The difference the harness is expected to improve is not necessarily the final
12-iter maximum. It should improve:

- iterations-to-first-good-config;
- number of worse or infeasible proposals after an incumbent is found;
- measured-current config oscillation;
- early-stop behavior once adjacent harness probes no longer justify more GPU
  trials.

## Metrics

- `measured-current`: each trial's own feasible `request_rate_per_gpu`.
  Failed or no-feasible-point trials are recorded as `NA`.
- `accepted-incumbent`: best deployable value after each trial. This is the
  standard best-so-far curve and is monotonic by definition.
- `iters-to-best`: first iteration where the final best value or equivalent
  config family appears.
- `wasted-trials-after-best`: trials after first best that are worse, infeasible,
  or no-feasible-point.

## Historical Run9 Re-Read

Source:
`.aituner-tight/dash0-qwen27b-tight-slo-10min-run9-chat-0-8k-codex-topology`
on dash0.

| Variant | Curve | Iter 1 | Iter 2 | Iter 3 | Iter 4 | Iter 5 | Iter 6 | Iter 7 | Iter 8 | Iter 9 | Iter 10 | Iter 11 | Iter 12 |
| --- | --- | ---: | ---: | ---: | ---: | ---: | ---: | ---: | ---: | ---: | ---: | ---: | ---: |
| no-harness run9 | measured-current | 0.0350 | 0.0617 | 0.0392 | 0.2025 | NA | NA | NA | NA | NA | NA | NA | NA |
| no-harness run9 | accepted-incumbent | 0.0350 | 0.0617 | 0.0617 | 0.2025 | 0.2025 | 0.2025 | 0.2025 | 0.2025 | 0.2025 | 0.2025 | 0.2025 | 0.2025 |

Interpretation: the no-harness current-config curve already has a regression at
iter 3 and then many no-feasible-point runtime probes.
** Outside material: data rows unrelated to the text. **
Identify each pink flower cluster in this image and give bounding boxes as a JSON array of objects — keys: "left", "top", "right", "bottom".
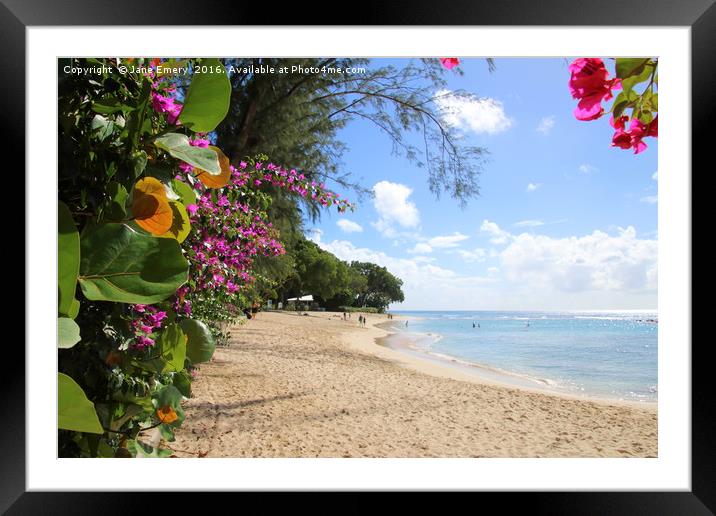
[
  {"left": 131, "top": 305, "right": 167, "bottom": 349},
  {"left": 569, "top": 57, "right": 621, "bottom": 120},
  {"left": 609, "top": 116, "right": 659, "bottom": 154},
  {"left": 152, "top": 91, "right": 184, "bottom": 125},
  {"left": 232, "top": 161, "right": 351, "bottom": 213},
  {"left": 174, "top": 154, "right": 351, "bottom": 315},
  {"left": 440, "top": 57, "right": 460, "bottom": 70}
]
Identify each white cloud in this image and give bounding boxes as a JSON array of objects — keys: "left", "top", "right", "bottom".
[
  {"left": 513, "top": 220, "right": 544, "bottom": 228},
  {"left": 336, "top": 219, "right": 363, "bottom": 233},
  {"left": 480, "top": 219, "right": 511, "bottom": 245},
  {"left": 500, "top": 226, "right": 658, "bottom": 292},
  {"left": 372, "top": 181, "right": 420, "bottom": 237},
  {"left": 408, "top": 231, "right": 470, "bottom": 253},
  {"left": 527, "top": 183, "right": 542, "bottom": 192},
  {"left": 408, "top": 242, "right": 433, "bottom": 254},
  {"left": 311, "top": 233, "right": 496, "bottom": 309},
  {"left": 537, "top": 115, "right": 555, "bottom": 135},
  {"left": 435, "top": 90, "right": 512, "bottom": 134},
  {"left": 428, "top": 231, "right": 470, "bottom": 249},
  {"left": 458, "top": 247, "right": 487, "bottom": 262},
  {"left": 579, "top": 163, "right": 599, "bottom": 174}
]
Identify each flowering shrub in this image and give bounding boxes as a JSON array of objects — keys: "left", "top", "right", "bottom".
[
  {"left": 58, "top": 59, "right": 350, "bottom": 457},
  {"left": 569, "top": 57, "right": 659, "bottom": 154}
]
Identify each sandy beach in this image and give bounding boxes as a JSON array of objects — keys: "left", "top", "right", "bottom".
[{"left": 165, "top": 312, "right": 657, "bottom": 457}]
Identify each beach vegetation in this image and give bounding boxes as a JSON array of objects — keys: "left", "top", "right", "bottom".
[
  {"left": 569, "top": 57, "right": 659, "bottom": 154},
  {"left": 57, "top": 58, "right": 351, "bottom": 457}
]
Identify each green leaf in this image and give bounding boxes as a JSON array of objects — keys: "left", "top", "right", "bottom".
[
  {"left": 57, "top": 373, "right": 104, "bottom": 434},
  {"left": 622, "top": 66, "right": 652, "bottom": 96},
  {"left": 157, "top": 324, "right": 187, "bottom": 372},
  {"left": 90, "top": 115, "right": 114, "bottom": 141},
  {"left": 171, "top": 179, "right": 196, "bottom": 206},
  {"left": 67, "top": 299, "right": 80, "bottom": 319},
  {"left": 127, "top": 440, "right": 172, "bottom": 459},
  {"left": 159, "top": 201, "right": 191, "bottom": 243},
  {"left": 179, "top": 58, "right": 231, "bottom": 133},
  {"left": 152, "top": 385, "right": 186, "bottom": 428},
  {"left": 154, "top": 133, "right": 221, "bottom": 175},
  {"left": 180, "top": 319, "right": 216, "bottom": 364},
  {"left": 133, "top": 324, "right": 187, "bottom": 374},
  {"left": 103, "top": 181, "right": 129, "bottom": 221},
  {"left": 92, "top": 97, "right": 127, "bottom": 115},
  {"left": 57, "top": 317, "right": 80, "bottom": 349},
  {"left": 172, "top": 371, "right": 191, "bottom": 398},
  {"left": 79, "top": 224, "right": 189, "bottom": 304},
  {"left": 109, "top": 403, "right": 144, "bottom": 432},
  {"left": 57, "top": 201, "right": 80, "bottom": 316},
  {"left": 616, "top": 57, "right": 649, "bottom": 79}
]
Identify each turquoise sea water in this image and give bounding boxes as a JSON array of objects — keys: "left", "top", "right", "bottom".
[{"left": 392, "top": 311, "right": 658, "bottom": 401}]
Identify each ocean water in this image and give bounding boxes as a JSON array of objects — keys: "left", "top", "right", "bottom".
[{"left": 388, "top": 311, "right": 658, "bottom": 402}]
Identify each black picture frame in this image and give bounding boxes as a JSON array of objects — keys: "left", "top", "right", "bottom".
[{"left": 5, "top": 0, "right": 704, "bottom": 514}]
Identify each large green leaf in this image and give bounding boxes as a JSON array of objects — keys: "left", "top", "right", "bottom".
[
  {"left": 157, "top": 324, "right": 187, "bottom": 371},
  {"left": 179, "top": 58, "right": 231, "bottom": 133},
  {"left": 154, "top": 133, "right": 221, "bottom": 175},
  {"left": 180, "top": 319, "right": 216, "bottom": 364},
  {"left": 171, "top": 179, "right": 196, "bottom": 206},
  {"left": 57, "top": 201, "right": 80, "bottom": 315},
  {"left": 79, "top": 224, "right": 189, "bottom": 304},
  {"left": 57, "top": 317, "right": 80, "bottom": 349},
  {"left": 57, "top": 373, "right": 104, "bottom": 434},
  {"left": 133, "top": 324, "right": 187, "bottom": 374}
]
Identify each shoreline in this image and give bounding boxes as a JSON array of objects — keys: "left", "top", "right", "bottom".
[
  {"left": 346, "top": 314, "right": 658, "bottom": 412},
  {"left": 171, "top": 312, "right": 658, "bottom": 458},
  {"left": 375, "top": 317, "right": 659, "bottom": 410}
]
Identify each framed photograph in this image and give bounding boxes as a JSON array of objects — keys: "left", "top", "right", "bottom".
[{"left": 7, "top": 0, "right": 716, "bottom": 514}]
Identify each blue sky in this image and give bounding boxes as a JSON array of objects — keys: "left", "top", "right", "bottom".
[{"left": 308, "top": 59, "right": 658, "bottom": 310}]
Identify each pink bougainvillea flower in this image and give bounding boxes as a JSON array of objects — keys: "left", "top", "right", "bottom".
[
  {"left": 152, "top": 92, "right": 184, "bottom": 125},
  {"left": 609, "top": 115, "right": 629, "bottom": 130},
  {"left": 189, "top": 138, "right": 211, "bottom": 149},
  {"left": 440, "top": 57, "right": 460, "bottom": 70},
  {"left": 569, "top": 57, "right": 621, "bottom": 120},
  {"left": 612, "top": 118, "right": 653, "bottom": 154}
]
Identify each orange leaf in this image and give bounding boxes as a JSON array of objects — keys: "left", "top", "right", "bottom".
[
  {"left": 157, "top": 405, "right": 179, "bottom": 424},
  {"left": 196, "top": 145, "right": 231, "bottom": 188},
  {"left": 132, "top": 177, "right": 173, "bottom": 235}
]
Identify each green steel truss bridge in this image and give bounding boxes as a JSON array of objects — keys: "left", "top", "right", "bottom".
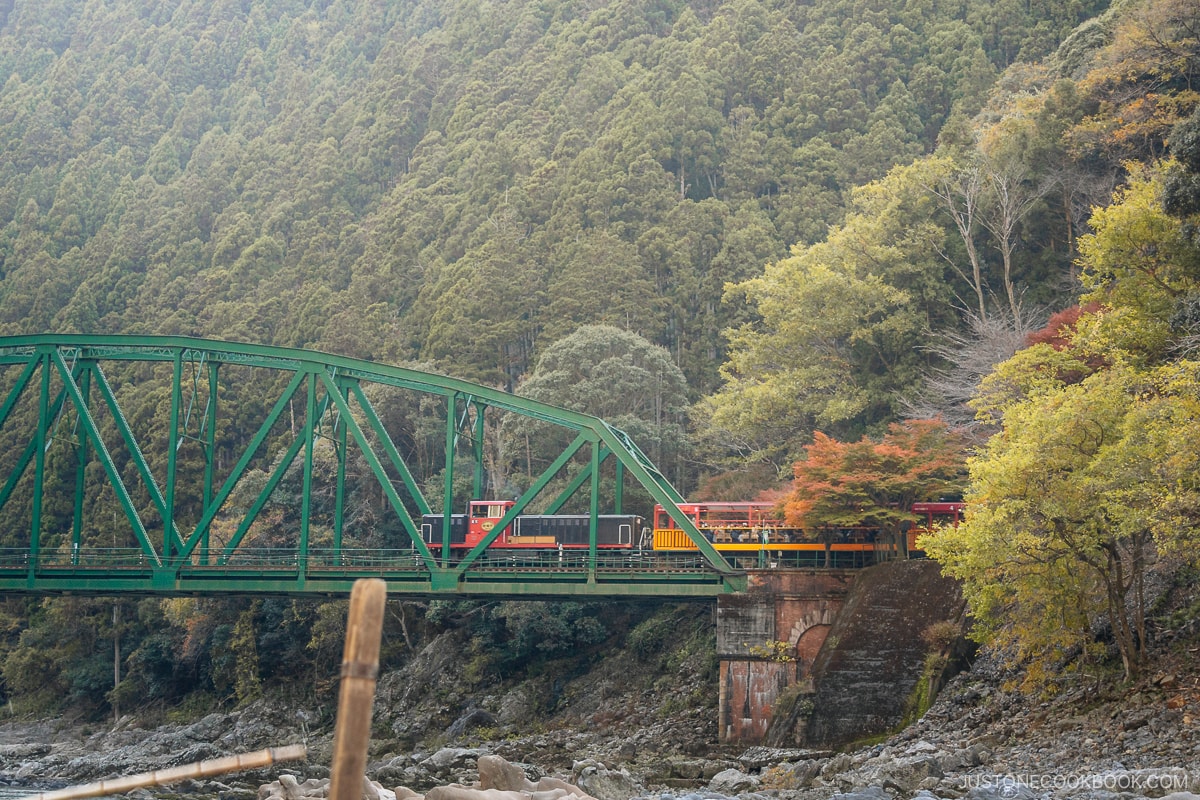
[{"left": 0, "top": 335, "right": 745, "bottom": 599}]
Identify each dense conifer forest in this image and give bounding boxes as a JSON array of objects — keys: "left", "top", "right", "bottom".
[{"left": 0, "top": 0, "right": 1200, "bottom": 715}]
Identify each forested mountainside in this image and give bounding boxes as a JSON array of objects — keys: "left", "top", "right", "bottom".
[
  {"left": 0, "top": 0, "right": 1200, "bottom": 711},
  {"left": 0, "top": 0, "right": 1105, "bottom": 395}
]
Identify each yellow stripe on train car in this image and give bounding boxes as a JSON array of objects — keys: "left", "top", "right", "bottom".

The monotonic curve only
shows the incumbent policy, not proposal quality.

## New Paired Test Plan

Run on dash0 with internal vLLM and the real `chat_w20260311_1000` 0-8k replay:

- Base spec: `configs/examples/dash0_qwen27b_tight_slo_run4_0_8k.json`.
- Model path:
  `/home/admin/resource/model/464482ce/qwen3.5-27b/256k-0223-internal`.
- Naming note: local configs and dash0 model directories expose this setup as
  Qwen3.5-27B/Qwen35-27B, not `qwen32b`.
- Engine: `/usr/local/bin/vllm`, baseline aligned with `~/run_qwen27b.sh`.
- SLO: 95% pass, stepped TTFT `2s/4s/6s`, TPOT `<=50ms`.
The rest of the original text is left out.